No dose adjustment is required for patients with mild hepatic impairment. Limited data are available for patients with moderate hepatic impairment; TRUQAP should be administered to patients with moderate hepatic impairment only if the benefit outweighs the risk and these patients should be monitored closely for signs of toxicity. TRUQAP is not recommended for patients with severe hepatic impairment, as safety and pharmacokinetics have not been studied in these patients (see section 5.2).
The safety and efficacy of TRUQAP in children aged 0-18 years of age has not been established. No data are available.

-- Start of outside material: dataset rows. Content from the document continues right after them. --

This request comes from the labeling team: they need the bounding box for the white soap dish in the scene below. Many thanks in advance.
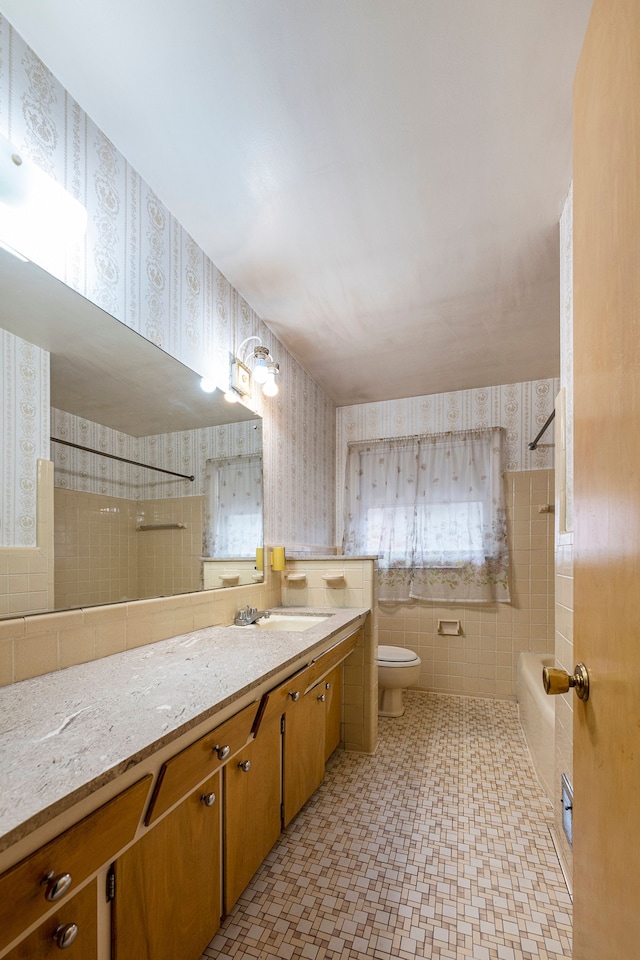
[322,570,344,589]
[220,570,240,587]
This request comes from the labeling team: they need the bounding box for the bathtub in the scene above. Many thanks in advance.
[517,653,556,803]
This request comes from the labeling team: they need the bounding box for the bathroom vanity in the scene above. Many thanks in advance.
[0,609,375,960]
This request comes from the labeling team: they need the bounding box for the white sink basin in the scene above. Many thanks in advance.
[240,613,329,633]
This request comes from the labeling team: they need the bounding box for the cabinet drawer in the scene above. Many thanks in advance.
[307,630,362,687]
[256,667,312,724]
[5,880,98,960]
[144,701,258,826]
[0,775,152,949]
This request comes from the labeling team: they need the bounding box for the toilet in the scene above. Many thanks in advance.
[378,645,422,717]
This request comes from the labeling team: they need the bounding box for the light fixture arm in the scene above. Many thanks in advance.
[236,336,268,364]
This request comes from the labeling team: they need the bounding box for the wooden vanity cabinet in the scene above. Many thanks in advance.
[282,677,326,827]
[322,664,342,762]
[223,713,282,914]
[111,772,222,960]
[0,776,151,956]
[5,880,98,960]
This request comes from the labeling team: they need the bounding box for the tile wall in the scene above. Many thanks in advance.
[54,487,204,610]
[281,556,378,753]
[377,470,554,698]
[0,573,281,686]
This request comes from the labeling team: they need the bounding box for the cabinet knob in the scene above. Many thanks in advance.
[40,870,73,903]
[52,923,78,950]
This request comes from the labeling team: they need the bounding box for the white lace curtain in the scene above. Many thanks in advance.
[203,454,263,558]
[343,427,509,603]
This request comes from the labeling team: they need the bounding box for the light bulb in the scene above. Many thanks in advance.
[262,371,278,397]
[253,357,269,383]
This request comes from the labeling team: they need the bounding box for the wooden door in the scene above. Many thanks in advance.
[5,880,98,960]
[112,773,222,960]
[282,681,326,827]
[323,664,342,761]
[224,714,282,913]
[573,0,640,960]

TRUQAP is for oral use. The tablets can be taken with or without food (see section 5.2). They should be swallowed whole with water and not chewed, crushed, dissolved, or divided. No tablet should be ingested if it is broken, cracked, or otherwise not intact because these methods have not been studied in clinical trials.
There is currently no specific treatment in the event of an overdose with TRUQAP. Higher than the indicated dosing of capivasertib can increase risk of capivasertib adverse reactions, including diarrhoea. Physicians should follow general supportive measures and patients should be treated symptomatically.
4 years.
The medicinal product does not require any special storage conditions.
Aluminium/Aluminium blister containing 16 film-coated tablets. Pack of 64 tablets (4 blisters).
Any unused medicinal product or waste material should be disposed of in accordance with local requirements.